The Dashboard shows your request usage in real time, including breakdowns by model. Use this to understand how multipliers affect your usage patterns.
If you’re consistently hitting rate limits, consider upgrading your plan. The jump from Basic (10 RPM) to Premium (30 RPM) gives you 3x the capacity.

Rate limit errors

If you exceed your RPM (accounting for multipliers), the API returns a 429 Too Many Requests error:
{
  "error": {
    "message": "Rate limit exceeded. Please try again later.",
    "type": "rate_limit_error",
    "code": 429
  }
}
Wait until the next minute window to retry, or upgrade your plan for higher limits.

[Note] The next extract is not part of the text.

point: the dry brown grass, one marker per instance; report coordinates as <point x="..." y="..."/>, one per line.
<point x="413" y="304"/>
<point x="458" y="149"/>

Context window limits & scaling

Your plan determines the maximum number of tokens you can send in a single request. This is a hard limit — requests that exceed it are rejected.
PlanMax context
Free8K tokens
Basic16K tokens
Premium36K tokens
Scale128K tokens
If your request exceeds your plan’s context limit, the API will return an error. You cannot go over your plan’s max — upgrade your plan for a higher limit.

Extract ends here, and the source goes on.